The federal government members of the committee include: Walter Cruickshank, deputy director of Interior’s Bureau of Ocean Energy Management, Regulation and Enforcement; Christopher Smith, deputy assistant secretary for oil and natural gas in the Department of Energy’s Office of Fossil Energy; Capt. Patrick Little, commanding officer of the Marine Safety Center at the U.S. Coast Guard; Mathy Stanislaus, assistant administrator for solid water and emergency response, Environmental Protection Agency; David Westerholm, director of the Office of Response and Restoration, National Oceanic and Atmospheric Administration; and Steve Hickman, a geophysicist with Interior’s U.S. Geological Survey.

Committee members representing the academic community and nongovernmental organizations are: Nancy Leveson, professor of system safety and process safety, Massachusetts Institute of Technology; Richard Sears, senior science and engineering advisor and chief scientist, National Commission of the BP Deepwater Oil Spill and Offshore Drilling; Tad Patzek, professor and chairman, Department of Petroleum and Geosystems Engineering, University of Texas at Austin; and Lois Epstein, Arctic program director for The Wilderness Society.

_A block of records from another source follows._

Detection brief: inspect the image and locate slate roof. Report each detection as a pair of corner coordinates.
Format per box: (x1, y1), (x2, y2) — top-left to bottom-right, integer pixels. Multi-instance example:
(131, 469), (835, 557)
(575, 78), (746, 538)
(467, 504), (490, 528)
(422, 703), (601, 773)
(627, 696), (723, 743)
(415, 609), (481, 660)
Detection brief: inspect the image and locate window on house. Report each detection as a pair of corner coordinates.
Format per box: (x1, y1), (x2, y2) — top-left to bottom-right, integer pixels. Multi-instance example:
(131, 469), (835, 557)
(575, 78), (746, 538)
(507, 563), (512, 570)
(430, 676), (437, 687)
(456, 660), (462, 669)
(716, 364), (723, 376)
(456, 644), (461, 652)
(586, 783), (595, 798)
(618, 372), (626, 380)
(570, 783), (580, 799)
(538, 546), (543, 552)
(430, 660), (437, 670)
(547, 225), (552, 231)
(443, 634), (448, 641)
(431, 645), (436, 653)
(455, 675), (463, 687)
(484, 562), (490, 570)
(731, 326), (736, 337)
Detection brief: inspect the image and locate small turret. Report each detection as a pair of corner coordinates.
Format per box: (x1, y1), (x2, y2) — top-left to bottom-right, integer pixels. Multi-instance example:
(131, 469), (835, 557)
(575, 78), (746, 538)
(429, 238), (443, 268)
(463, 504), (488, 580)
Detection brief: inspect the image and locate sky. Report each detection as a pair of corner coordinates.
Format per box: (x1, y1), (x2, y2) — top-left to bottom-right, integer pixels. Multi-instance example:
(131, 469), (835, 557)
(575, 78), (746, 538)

The committee may establish technical working groups to focus on critical areas related to offshore drilling, such as drilling and workplace safety; intervention and containment; and oil spill response, according to Interior.

The safety committee is the first step toward the creation of a proposed industry-run Ocean Energy Safety Institute, which would promote research and development, and training in areas related to offshore energy safety. The committee would provide advice on how best to form the institute, and on what role the committee should play in the institute, according to Interior officials (see Daily GPI, Jan. 26).

The final report on the BP Deepwater Horizon disaster, which was released in January, proposed the establishment of a “safety institute that is entirely controlled and managed by industry, which enforces best practice, which evaluates, which audits and which grades the performance of various companies,” said William Reilly, co-chair of the presidential commission, which held hearings into the BP well blowout and issued the final report (see Daily GPI, Jan. 12). The safety institute would supplement the government’s oversight of industry operations.